Artykuły

My mamy Hauptmanna

Kilkuminutowymi owacjami na stojąco zakończyła się prapremiera "Hauptmanna" w jeleniogórskim Teatrze Norwida.

Pisarz jest ponad rzeczywistością. Jego rolą jest tworzenie, a nie uczestniczenie w życiu narodu. Wybaczyć należy mu nawet wspieranie Hitlera i ko­laborację ze Stalinem. Czy jest to moralne? Czy tak być powinno? Na te pytania sztuka Łukosza i Krzystka nie odpowiada. To poważny zarzut.
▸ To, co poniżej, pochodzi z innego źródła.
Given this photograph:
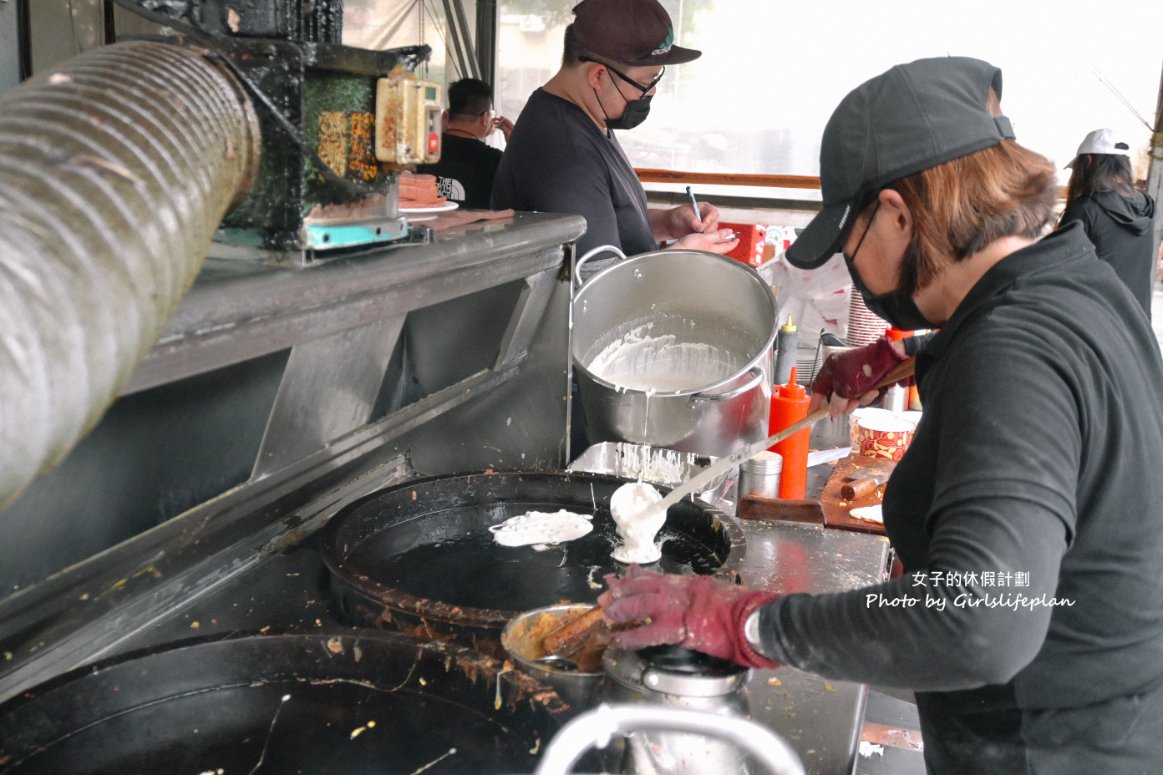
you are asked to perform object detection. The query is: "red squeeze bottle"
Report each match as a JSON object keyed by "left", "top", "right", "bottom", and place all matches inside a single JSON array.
[{"left": 768, "top": 367, "right": 812, "bottom": 499}]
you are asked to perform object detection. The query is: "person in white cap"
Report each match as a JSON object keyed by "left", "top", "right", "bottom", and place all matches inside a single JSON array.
[
  {"left": 1058, "top": 129, "right": 1155, "bottom": 318},
  {"left": 599, "top": 57, "right": 1163, "bottom": 775},
  {"left": 492, "top": 0, "right": 739, "bottom": 277}
]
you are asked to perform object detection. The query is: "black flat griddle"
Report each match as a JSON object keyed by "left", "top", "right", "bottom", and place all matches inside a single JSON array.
[
  {"left": 320, "top": 471, "right": 744, "bottom": 655},
  {"left": 0, "top": 631, "right": 579, "bottom": 775}
]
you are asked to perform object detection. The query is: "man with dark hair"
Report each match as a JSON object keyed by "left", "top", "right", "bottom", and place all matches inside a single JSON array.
[
  {"left": 492, "top": 0, "right": 739, "bottom": 276},
  {"left": 416, "top": 78, "right": 513, "bottom": 209}
]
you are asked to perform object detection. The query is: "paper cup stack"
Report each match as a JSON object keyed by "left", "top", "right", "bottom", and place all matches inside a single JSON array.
[
  {"left": 848, "top": 286, "right": 889, "bottom": 347},
  {"left": 851, "top": 408, "right": 920, "bottom": 461}
]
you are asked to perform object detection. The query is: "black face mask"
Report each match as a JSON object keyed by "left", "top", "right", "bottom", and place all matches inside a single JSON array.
[
  {"left": 582, "top": 59, "right": 666, "bottom": 129},
  {"left": 844, "top": 254, "right": 933, "bottom": 330},
  {"left": 843, "top": 196, "right": 933, "bottom": 330},
  {"left": 606, "top": 94, "right": 654, "bottom": 129}
]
Dru­gim jest polityczna poprawność sztuki, która ani nie prowokuje, ani nie zmusza do dyskusji nad powo­jennymi losami Polaków i Niemców. "Hauptmann" doskonale za to zasypuje rowy pomiędzy obu naro­dami.

Paradoksalnie jednak "Hauptmann" jest najlep­szym spektaklem, jaki wystawiono na deskach Te­atru Norwida od wielu lat. Największa zasługa w tym gościnnie występującego w jeleniogórskim spektaklu Zygmunta Bielawskiego, który wcielił się w postać głównego bohatera widowiska. Bielawski jest wręcz rewelacyjny. Podobnie zresztą jak grający pułkowni­ka Sokołowa, Tadeusz Wnuk. Świetny jest Piotr Makarski w roli sekretarza, pielęgniarza i służącego Hauptmanna. Kolejną dobrą rolę ma Irmina Babiń­ska - teatralna Margarette Hauptmann. Uwagę przyciąga scenografia, podoba się filmowy momen­tami sposób reżyserii.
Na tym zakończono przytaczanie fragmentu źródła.